Quaranta attività metalmeccaniche chiuse e 2000 posti di lavoro in fumo: sono questi i drammatici numeri prodotti della crisi industriale in provincia, dal 2008 ad oggi. Un bilancio disastroso, al centro dello sciopero di otto ore proclamato per oggi dai metalmeccanici per il mancato rinnovo contrattuale. Il corteo di protesta ha organizzato un presidio sotto la sede di Confindustria.
“La straordinarietà della situazione impone a tutti i rappresentanti istituzionali – si legge nel documento consegnato dai segretari di Fim, Fiom e Uilm ai vertici di Confindustria – di porre al primo punto dell’agenda politica il tema della crisi industriale, creando una rete tra le varie istituzioni in una prospettiva pragmatica a più livelli, superando definitivamente la logica della divisione per competenza ma includendo le conoscenze per un obiettivo comune, il lavoro. Il momento grave e complesso che vive la nostra provincia è accompagnato da un bisogno di cambiamento che deve essere colto, reso funzionale; ed è per questo che è fondamentale prevedere una valutazione preliminare sull’utilizzo delle risorse Europee, esse potranno e dovranno essere utilizzate per lo sviluppo industriale finalizzato ad un percorso di cambiamento efficace ed efficiente per il tessuto industriale irpino”.
Il sindacato invita a guardare oltre un sistema fallimentare “che fino ad ora ha sostenuto per lo più gli imprenditori più interessati al finanziamento pubblico che ad una reale crescita del territorio: bisogna abbandonare del tutto un sistema che ha generato un modello di sviluppo senza futuro”. Nella ripartenza e nel rilancio dell’industria metalmeccanica, oltre alle rivendicazioni di carattere generale dalle segreterie nazionali di Fim, Fiom, e Uilm, ovvero la riduzione dell’orario di lavoro, gli aumenti salariali, la revisione del sistema degli ammortizzatori sociali e il rilancio delle politiche industriali, per il sindacato metalmeccanico irpino “occorre la costituzione di un’unità di crisi provinciale, nella quale poter affrontare le vertenze in maniera olistica e non separata, partendo dal fatto che non possiamo più permetterci di perdere altri posti di lavoro nella provincia di Avellino”.

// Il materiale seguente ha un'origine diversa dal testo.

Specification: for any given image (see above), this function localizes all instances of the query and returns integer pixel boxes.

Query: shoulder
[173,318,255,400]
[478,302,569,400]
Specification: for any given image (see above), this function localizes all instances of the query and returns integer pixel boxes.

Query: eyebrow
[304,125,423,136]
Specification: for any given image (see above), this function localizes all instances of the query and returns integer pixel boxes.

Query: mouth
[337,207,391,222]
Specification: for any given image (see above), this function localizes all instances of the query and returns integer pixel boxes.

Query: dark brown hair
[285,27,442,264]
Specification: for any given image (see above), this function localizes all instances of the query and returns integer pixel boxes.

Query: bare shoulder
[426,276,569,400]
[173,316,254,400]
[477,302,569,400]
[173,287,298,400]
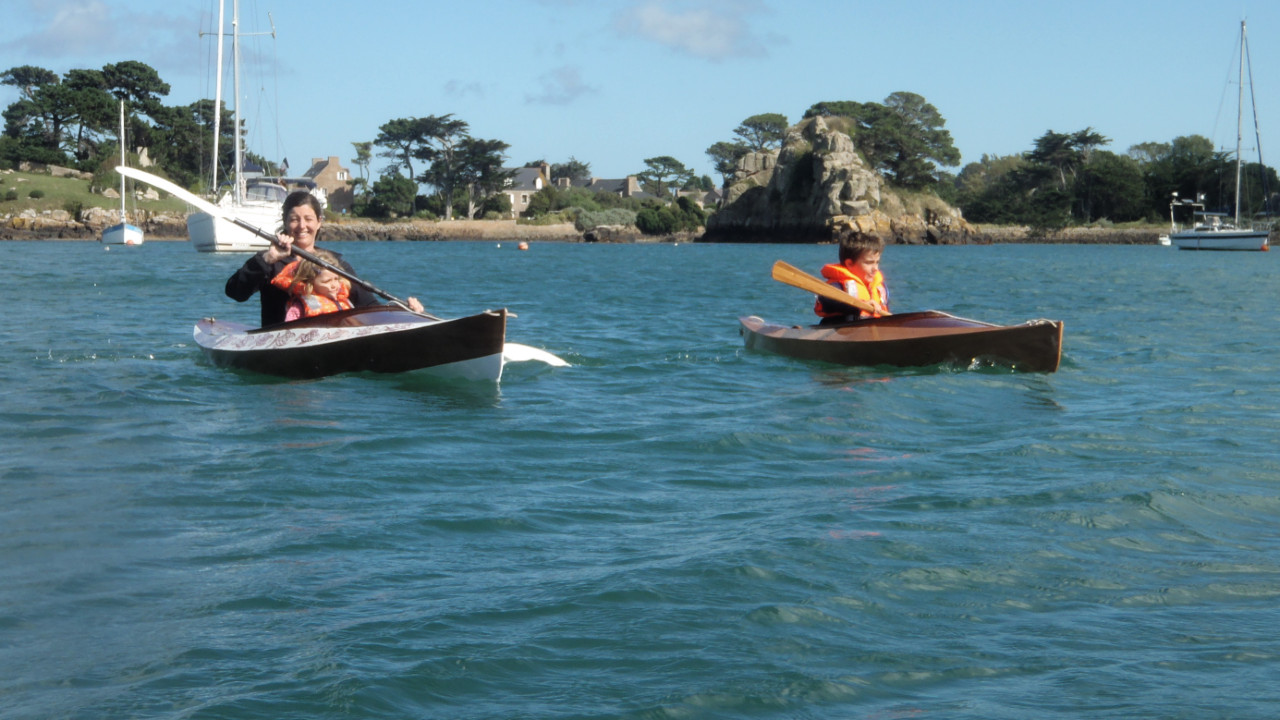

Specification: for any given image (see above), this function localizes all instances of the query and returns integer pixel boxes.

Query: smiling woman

Il sindacato auspica anche l’individuazione di un nuovo modello di sviluppo. “Quello fin qui applicato – si legge ancora nel documento unitario – si è rilevato fallimentare, occorre ripensarlo in maniera radicale puntando ad uno sviluppo sostenibile ed a una compatibilità tra ambiente, salute e sicurezza, crescita economica; un modello produttivo che metta al centro la persona, in un’ottica locale, nel declinare questo modello concreto che coinvolga i rappresentanti delle istituzioni, il sistema bancario, le organizzazioni sindacali rappresentative, enti di ricerca ed università”.
Nel documento consegnato a Confindustria si parte dal presupposto “che le aziende avellinesi del settore automotive provinciali occupano circa il 40% degli occupati del settore manufatturiero metalmeccanico” e che “la transizione energetica e digitale sta mettendo in forte crisi le attività di queste aziende. In particolare: Stellantis, Denso e Limasud sono oggetto di riduzione costante di occupati e di produzione. Per queste aziende, occorre prevedere un sostegno pubblico per ricerca e sviluppo che porti ad implementare una riconversione ed una rigenerazione degli stabilimenti. Anche sulla ex IIA, occorre riportare la discussione al tavolo Ministeriale per verificare l’effettivo rilancio della produzione”.
Il sindacato chiede anche “di investire per la realizzazione di infrastrutture sia materiali che immateriali, pensando all’utilizzo della banda larga di ultima generazione, anche in considerazione dell’importanza dell’innovazione e trasformazione digitale delle imprese. È inoltre fondamentale che un asset importante, qual è quello della depurazione, venga definitivamente affidata la gestione a Enti competenti superando la pessima gestione Asi”. L’ultimo passaggio chiama direttamente in causa la Regione Campania, invitata a predisporre “un piano di formazione per i lavoratori sottoposti a regime di cassa integrazione con l’obiettivo di una crescita delle competenze”.